Scene Understanding from RGB-D Images - Robotics Institute Carnegie Mellon University
Loading Events

VASC Seminar

April

11
Mon
Saurabh Gupta Graduate Student University of California, Berkeley
Monday, April 11
3:00 pm to 4:00 pm
Scene Understanding from RGB-D Images

Event Location: 1507 Newell Simon Hall
Bio: Saurabh Gupta is a Ph.D. student at UC Berkeley, where he is advised by Jitendra Malik. His research interests include computer vision and machine learning. During his PhD he has studied the problem of scene understanding from RGB-D images. His work has been supported by the Berkeley Fellowship and the Google Fellowship in Computer Vision.
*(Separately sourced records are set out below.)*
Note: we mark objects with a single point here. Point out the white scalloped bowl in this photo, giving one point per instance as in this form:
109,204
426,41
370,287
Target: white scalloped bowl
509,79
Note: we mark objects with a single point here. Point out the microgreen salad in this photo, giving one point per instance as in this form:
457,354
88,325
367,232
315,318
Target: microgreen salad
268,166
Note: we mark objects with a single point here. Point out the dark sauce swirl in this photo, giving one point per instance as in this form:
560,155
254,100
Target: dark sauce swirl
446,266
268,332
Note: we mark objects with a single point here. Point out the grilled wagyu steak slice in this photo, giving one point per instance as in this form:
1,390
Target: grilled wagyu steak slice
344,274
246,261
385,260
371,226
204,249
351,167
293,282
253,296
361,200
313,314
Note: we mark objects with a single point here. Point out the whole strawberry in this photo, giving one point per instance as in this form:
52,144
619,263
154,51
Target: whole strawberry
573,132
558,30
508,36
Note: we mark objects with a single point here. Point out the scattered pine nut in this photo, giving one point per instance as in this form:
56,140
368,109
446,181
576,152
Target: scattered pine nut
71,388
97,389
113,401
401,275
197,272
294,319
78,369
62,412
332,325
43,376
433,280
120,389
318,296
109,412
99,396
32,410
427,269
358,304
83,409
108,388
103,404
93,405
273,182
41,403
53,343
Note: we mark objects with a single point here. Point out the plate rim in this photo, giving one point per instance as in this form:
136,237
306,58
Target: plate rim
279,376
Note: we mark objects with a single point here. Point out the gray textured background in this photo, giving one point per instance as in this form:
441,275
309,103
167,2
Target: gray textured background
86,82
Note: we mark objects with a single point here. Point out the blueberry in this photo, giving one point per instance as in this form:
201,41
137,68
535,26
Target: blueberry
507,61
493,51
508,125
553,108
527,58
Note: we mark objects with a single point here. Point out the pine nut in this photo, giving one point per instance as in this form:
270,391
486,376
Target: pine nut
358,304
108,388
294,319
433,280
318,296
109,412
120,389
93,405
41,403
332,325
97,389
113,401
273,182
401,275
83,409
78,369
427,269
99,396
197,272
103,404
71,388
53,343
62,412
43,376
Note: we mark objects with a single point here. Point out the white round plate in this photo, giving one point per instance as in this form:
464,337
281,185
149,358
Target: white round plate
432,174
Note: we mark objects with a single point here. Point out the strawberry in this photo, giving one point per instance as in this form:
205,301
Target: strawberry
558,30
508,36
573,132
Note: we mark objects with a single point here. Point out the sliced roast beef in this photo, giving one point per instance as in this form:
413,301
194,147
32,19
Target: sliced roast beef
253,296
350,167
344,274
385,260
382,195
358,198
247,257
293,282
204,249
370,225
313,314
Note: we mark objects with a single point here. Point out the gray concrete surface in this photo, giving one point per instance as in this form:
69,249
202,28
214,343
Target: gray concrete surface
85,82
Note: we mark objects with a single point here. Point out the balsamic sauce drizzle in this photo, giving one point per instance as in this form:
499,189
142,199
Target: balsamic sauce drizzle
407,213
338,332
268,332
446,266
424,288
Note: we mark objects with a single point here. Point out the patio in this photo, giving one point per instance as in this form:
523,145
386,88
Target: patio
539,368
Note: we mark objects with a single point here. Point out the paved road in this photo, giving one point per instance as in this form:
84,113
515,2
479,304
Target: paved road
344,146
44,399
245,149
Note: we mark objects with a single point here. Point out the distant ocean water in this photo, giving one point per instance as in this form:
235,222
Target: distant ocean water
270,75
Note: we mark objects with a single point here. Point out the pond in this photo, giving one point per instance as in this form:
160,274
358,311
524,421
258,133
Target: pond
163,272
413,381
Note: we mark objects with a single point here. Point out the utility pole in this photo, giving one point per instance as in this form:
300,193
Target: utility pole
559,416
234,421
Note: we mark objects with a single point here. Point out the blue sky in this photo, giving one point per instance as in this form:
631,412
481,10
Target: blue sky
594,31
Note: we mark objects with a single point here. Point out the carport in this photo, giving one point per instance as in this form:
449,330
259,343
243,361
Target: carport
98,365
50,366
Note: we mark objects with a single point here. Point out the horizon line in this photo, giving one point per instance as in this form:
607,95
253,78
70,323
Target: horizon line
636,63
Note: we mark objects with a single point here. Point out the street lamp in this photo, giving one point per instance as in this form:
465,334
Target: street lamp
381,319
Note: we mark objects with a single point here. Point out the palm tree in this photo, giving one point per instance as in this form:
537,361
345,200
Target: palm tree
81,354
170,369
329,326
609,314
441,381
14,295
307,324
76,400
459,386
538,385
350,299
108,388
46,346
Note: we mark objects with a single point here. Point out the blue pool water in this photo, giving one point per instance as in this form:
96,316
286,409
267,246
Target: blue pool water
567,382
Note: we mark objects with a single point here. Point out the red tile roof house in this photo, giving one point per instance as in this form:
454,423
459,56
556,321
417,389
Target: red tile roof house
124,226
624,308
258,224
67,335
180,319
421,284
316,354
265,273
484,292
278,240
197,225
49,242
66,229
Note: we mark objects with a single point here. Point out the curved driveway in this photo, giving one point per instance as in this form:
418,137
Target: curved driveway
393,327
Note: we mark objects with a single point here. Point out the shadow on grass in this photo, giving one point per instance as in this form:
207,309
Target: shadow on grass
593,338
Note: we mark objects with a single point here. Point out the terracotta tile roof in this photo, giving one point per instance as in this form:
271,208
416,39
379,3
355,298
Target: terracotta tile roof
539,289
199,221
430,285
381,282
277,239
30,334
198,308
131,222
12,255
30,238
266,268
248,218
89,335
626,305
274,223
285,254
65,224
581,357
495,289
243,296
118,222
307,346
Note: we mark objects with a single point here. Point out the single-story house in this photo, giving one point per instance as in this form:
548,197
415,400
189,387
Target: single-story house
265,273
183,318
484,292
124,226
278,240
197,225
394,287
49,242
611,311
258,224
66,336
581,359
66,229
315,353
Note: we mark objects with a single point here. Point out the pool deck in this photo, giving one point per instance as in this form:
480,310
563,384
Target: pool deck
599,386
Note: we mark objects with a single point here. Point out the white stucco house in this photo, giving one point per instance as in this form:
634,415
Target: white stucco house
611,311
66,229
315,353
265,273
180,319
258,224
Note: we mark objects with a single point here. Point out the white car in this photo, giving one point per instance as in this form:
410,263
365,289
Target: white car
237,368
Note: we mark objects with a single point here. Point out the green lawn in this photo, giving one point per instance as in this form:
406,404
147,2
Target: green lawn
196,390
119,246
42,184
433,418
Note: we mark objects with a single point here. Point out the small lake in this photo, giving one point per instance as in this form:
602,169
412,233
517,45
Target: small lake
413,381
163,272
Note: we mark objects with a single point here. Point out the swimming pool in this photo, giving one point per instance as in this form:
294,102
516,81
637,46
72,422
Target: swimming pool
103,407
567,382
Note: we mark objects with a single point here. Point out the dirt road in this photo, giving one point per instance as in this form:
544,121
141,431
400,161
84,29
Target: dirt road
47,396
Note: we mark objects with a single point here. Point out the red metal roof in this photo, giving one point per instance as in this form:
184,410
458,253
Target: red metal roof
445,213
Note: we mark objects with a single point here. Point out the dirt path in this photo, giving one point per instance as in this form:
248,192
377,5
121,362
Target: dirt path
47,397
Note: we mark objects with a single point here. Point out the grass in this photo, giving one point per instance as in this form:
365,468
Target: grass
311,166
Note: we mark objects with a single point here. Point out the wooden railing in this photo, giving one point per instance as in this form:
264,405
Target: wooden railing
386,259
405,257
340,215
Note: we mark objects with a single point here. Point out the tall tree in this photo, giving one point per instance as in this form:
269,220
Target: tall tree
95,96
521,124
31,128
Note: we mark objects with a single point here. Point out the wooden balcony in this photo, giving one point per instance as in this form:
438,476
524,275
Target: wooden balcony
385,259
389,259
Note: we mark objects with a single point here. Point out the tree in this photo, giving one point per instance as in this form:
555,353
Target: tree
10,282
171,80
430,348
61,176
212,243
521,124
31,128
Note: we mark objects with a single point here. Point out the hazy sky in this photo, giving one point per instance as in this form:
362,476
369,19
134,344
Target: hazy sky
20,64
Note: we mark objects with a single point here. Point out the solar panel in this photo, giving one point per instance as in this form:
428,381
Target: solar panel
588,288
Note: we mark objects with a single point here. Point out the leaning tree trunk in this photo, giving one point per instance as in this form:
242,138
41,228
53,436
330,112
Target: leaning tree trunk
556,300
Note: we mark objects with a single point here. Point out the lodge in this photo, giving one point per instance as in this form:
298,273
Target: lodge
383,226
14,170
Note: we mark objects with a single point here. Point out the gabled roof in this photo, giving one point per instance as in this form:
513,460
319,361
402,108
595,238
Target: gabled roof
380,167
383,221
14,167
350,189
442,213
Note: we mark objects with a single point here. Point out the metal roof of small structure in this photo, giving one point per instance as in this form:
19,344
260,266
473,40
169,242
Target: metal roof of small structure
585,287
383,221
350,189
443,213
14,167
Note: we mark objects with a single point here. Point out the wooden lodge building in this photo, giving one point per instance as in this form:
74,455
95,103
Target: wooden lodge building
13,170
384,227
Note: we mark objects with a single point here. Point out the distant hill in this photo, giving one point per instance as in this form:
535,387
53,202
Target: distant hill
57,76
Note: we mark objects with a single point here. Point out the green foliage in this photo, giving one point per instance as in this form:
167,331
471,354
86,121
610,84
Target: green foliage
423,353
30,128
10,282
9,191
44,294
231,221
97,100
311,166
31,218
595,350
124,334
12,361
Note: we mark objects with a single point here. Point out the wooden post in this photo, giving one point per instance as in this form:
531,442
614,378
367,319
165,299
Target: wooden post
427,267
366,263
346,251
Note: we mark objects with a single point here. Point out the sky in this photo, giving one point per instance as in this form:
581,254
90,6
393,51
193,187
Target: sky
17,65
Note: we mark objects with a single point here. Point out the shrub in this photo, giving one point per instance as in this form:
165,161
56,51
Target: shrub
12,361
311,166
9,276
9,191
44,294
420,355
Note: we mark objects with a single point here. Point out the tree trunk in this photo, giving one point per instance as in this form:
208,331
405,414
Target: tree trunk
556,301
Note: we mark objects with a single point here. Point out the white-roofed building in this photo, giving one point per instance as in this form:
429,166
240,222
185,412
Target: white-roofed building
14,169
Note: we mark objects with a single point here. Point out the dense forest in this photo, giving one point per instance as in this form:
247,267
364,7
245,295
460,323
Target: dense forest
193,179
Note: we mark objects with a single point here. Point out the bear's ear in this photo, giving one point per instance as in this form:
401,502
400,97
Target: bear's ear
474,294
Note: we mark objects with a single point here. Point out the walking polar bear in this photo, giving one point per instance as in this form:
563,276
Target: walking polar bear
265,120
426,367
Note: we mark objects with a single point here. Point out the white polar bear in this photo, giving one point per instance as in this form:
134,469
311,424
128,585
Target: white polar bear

Abstract: The focus of this talk will be on detailed scene understanding from RGB-D images. We approach this problem by studying a variety of central vision problems like bottom-up grouping, object detection, instance segmentation, and pose estimation in context of RGB-D images, and finally aligning CAD models to objects in the scene. This results in a detailed output which goes beyond what most current computer vision algorithms produce: a bounding box or a segmentation mask for the object of interest; and is useful for a variety of real world applications like perceptual robotics, and augmented reality. A central question in this work is how to learn good features for depth images in view of the fact that labeled RGB-D datasets are much smaller than labeled RGB datasets (such as ImageNet) typically used for feature learning, and I will describe our “cross-modal distillation” technique which allows us to leverage easily available annotations on RGB images to learn representations on depth images. In addition, I will very briefly also talk about some work on vision and language that I did on an internship at Microsoft Research.